The problem with that line of reasoning—besides the facts that it started ten years too late to matter and lasted far too long until the Raku renaming—is how it split the potential adopter base. The stated technical reasons for the existence of Perl 6 have not been addressed fully in Perl 5 and may never be addressed, so even if those flaws were not material to the concerns of potential adopters, they have for decades been direct and obvious concerns that take up mental space and present themselves as risks.
Worse yet, the question still arises as to what the Perl community as a whole would look like if Raku were to fulfill its promises. Would there be a compatibility layer, such as a revived Ponie project?
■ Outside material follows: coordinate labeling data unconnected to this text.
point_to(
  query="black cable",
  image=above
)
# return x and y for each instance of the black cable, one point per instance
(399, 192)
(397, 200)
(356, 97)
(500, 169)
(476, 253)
When will Raku have the library support people have come to expect from Perl 5? Will there be documentation, example code, tools, and knowledgeable support channels as a modern language needs in 2020? Where will new users of Raku come from and where will existing Perl developers go?
No one can answer these questions. There's just not enough information.
None of this is to say that it's impossible for Perl to reinvent itself again and start to gain users. It's possible that Raku or some variant will reach a point of usability and gain stability and maturity as a useful product, with documentation, libraries, support, and uptake.
Yet with every passing year, it's less likely, and the alternatives grow in number and desirability.
If you count its years as Perl 6, Raku is older than Perl was when Perl 6 was announced. Granted, fortunes can change quickly. Ruby had a brief run outside of Japan in 2000 with the publication of the first Programming Ruby book, then disappeared for a while until Rails brought it into the limelight.
Then again, at the original publication date of this article, the Swift programming language had been public for less than a week and already had more users than Perl 6, and Swift was entirely built on technologies which had been invented since the Perl 6 announcement.
How does a language win? By being compelling enough to be used for new things. It's not solely a technical concern; it's a concern of the language community and ecosystem.